NFL Turns to Courts to Stop State Sports Betting Plan
The National Football League, having found that its disapproval is not enough to prevent Delaware legislators from acting in the state's best interest in installing a sports betting program, is turning to the judicial system to get its way. The NFL's attorneys have filed a brief with the Delaware Supreme Court asking that the sports gambling lottery be struck down for violating lottery laws that require games to be luck-based.Governor Jack Markell had already asked the court to render an opinion on the sports wagering bill. The NFL says the justices should throw out the law and demand the legislature set up a framework of "clear standards" for lottery games.
Ironically to many poker players and gambling patrons, the NFL is contending that betting on sports is a game mostly of skill, with chance being the lesser of the determinants. Delaware's law on the lottery states games must be predominantly chance.
Poker laws frequently are contested on the basis that poker, as a game of skill, does not qualify for laws against gambling which define illegal gaming as games of chance.
"Chance does not mean pure chance," wrote Andre Bouchard, an attorney presenting the court with a brief in favor of the law. He added that industry-standard betting lines have prevented gamblers from winning "consistently on the basis of skill against such betting lines."

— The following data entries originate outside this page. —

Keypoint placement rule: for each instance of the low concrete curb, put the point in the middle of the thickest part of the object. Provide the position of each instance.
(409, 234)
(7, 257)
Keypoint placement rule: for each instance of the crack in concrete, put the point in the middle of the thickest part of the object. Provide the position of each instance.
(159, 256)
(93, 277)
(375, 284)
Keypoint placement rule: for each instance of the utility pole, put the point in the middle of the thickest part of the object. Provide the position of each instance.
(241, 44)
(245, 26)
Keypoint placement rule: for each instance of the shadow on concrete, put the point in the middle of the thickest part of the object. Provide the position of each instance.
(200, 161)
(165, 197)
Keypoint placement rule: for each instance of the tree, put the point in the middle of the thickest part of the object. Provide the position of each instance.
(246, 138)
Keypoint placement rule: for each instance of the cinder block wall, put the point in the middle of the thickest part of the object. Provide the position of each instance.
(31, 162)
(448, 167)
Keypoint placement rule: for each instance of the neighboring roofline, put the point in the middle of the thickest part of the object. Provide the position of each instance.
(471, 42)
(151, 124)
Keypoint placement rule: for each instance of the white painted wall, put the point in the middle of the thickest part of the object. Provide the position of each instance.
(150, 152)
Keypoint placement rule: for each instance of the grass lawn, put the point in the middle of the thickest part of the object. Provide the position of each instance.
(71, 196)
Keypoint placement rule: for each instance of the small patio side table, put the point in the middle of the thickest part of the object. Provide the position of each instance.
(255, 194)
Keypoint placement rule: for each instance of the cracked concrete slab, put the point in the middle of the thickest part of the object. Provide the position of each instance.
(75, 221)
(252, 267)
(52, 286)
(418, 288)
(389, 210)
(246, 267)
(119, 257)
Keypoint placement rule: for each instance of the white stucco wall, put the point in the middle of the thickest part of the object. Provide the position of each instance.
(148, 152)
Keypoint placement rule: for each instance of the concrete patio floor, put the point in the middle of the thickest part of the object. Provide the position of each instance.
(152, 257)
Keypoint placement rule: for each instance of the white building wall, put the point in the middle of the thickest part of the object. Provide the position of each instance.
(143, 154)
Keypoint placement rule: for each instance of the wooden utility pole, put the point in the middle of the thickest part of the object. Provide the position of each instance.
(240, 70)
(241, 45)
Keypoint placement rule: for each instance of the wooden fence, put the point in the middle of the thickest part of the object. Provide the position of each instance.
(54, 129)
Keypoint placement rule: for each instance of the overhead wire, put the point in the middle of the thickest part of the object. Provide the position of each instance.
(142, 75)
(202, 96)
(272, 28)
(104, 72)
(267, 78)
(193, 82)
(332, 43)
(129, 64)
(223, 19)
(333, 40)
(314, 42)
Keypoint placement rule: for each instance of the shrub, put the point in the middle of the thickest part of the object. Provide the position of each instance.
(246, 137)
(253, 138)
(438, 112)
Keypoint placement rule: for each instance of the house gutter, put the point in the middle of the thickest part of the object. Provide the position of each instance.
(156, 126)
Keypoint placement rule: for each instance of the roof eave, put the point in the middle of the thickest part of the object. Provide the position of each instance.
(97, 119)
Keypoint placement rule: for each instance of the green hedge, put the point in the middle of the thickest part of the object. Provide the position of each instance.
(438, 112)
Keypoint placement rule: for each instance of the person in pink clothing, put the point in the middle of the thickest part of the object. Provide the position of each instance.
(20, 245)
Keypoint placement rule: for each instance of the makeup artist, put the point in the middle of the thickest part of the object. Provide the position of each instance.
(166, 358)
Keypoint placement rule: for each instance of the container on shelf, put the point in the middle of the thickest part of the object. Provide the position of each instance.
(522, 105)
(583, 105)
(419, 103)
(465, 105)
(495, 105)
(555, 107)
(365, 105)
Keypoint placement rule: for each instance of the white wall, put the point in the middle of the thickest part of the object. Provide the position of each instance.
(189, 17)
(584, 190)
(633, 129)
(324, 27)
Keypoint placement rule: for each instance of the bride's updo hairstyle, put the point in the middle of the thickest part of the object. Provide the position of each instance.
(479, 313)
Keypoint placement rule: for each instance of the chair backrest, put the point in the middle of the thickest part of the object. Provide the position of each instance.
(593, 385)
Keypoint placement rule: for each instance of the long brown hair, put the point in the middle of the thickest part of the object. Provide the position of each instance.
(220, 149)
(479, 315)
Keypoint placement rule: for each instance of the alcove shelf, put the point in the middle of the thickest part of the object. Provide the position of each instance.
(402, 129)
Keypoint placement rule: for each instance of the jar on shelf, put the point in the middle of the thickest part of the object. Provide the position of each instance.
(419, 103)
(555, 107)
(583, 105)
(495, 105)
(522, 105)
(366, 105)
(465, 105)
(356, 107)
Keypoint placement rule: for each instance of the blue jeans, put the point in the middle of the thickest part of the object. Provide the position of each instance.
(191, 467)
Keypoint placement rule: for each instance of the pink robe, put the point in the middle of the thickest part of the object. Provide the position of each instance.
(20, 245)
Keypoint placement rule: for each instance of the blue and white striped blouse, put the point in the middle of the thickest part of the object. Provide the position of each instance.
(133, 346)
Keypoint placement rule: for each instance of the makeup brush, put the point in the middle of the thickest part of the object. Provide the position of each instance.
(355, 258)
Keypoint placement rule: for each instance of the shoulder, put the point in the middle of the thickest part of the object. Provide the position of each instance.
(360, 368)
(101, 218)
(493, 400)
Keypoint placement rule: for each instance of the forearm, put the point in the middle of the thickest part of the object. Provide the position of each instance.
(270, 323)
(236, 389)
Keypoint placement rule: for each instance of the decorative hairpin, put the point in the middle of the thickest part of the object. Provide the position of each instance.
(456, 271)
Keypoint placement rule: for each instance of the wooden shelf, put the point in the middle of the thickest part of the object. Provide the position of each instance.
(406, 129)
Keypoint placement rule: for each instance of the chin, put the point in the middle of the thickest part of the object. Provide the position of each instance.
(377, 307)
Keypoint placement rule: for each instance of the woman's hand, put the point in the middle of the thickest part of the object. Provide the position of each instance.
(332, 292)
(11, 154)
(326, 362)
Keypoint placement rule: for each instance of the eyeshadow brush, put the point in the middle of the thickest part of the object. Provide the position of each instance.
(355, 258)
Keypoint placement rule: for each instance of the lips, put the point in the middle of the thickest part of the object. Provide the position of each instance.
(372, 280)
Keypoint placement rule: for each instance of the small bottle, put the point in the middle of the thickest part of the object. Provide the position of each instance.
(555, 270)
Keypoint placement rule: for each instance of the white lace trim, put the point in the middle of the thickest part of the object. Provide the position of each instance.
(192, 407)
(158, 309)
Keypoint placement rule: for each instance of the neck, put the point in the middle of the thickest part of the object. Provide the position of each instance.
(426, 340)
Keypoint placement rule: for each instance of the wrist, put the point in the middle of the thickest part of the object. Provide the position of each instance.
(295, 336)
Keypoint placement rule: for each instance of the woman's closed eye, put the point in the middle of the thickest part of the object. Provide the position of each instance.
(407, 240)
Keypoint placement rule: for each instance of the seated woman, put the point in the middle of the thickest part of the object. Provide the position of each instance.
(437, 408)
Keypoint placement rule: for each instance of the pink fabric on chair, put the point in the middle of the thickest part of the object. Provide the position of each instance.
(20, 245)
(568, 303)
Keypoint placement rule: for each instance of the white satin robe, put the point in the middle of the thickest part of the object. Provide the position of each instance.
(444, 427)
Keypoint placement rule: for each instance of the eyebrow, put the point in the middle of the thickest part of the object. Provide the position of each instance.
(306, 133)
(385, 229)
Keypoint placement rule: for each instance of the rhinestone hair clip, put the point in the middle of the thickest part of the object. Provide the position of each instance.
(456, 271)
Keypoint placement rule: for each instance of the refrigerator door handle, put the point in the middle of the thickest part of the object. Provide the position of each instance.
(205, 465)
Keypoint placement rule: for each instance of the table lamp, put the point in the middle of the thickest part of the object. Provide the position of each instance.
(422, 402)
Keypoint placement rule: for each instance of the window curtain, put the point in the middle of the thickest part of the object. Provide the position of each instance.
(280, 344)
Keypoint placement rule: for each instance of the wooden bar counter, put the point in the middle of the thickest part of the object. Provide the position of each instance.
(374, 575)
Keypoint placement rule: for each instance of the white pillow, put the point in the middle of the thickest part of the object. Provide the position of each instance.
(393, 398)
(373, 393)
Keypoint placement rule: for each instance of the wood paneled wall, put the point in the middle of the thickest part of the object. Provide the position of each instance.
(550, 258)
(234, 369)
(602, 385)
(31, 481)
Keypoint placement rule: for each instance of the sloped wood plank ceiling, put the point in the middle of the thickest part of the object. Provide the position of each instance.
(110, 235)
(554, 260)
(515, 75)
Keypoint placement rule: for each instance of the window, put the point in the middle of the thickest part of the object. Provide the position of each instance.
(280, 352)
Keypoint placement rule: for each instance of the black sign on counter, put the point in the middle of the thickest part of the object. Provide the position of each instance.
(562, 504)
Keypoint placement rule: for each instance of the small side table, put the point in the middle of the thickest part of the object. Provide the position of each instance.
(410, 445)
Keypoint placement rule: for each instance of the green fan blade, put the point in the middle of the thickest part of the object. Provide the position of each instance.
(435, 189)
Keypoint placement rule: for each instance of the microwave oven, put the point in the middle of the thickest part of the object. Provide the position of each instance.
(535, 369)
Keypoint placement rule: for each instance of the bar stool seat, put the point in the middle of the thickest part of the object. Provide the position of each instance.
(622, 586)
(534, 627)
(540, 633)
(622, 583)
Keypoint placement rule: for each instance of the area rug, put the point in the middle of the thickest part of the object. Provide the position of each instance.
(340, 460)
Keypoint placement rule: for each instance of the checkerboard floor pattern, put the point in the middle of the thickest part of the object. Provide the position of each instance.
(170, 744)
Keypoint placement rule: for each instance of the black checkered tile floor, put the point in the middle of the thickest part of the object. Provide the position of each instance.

"If a game is predominantly one of chance," wrote the NFL's legal team., "it will not matter who is doing the picking -- a skilled expert, or a monkey choosing at random."
Perhaps the court will use that statement and then examine such evidence as found on ESPN.com, which documented a two-year contest between columnist Bill Simmons and his wife. Each picked all NFL games against the spread, Simmons using his encyclopedic professional knowledge of the NFL, his wife picking based on uniform colors and feelings regarding cities represented.
After two years, Simmons' wife had picked more accurately both seasons. She was slightly over fifty percent, Simmons slightly under. This would seem to use the NFL's own argument to defeat it.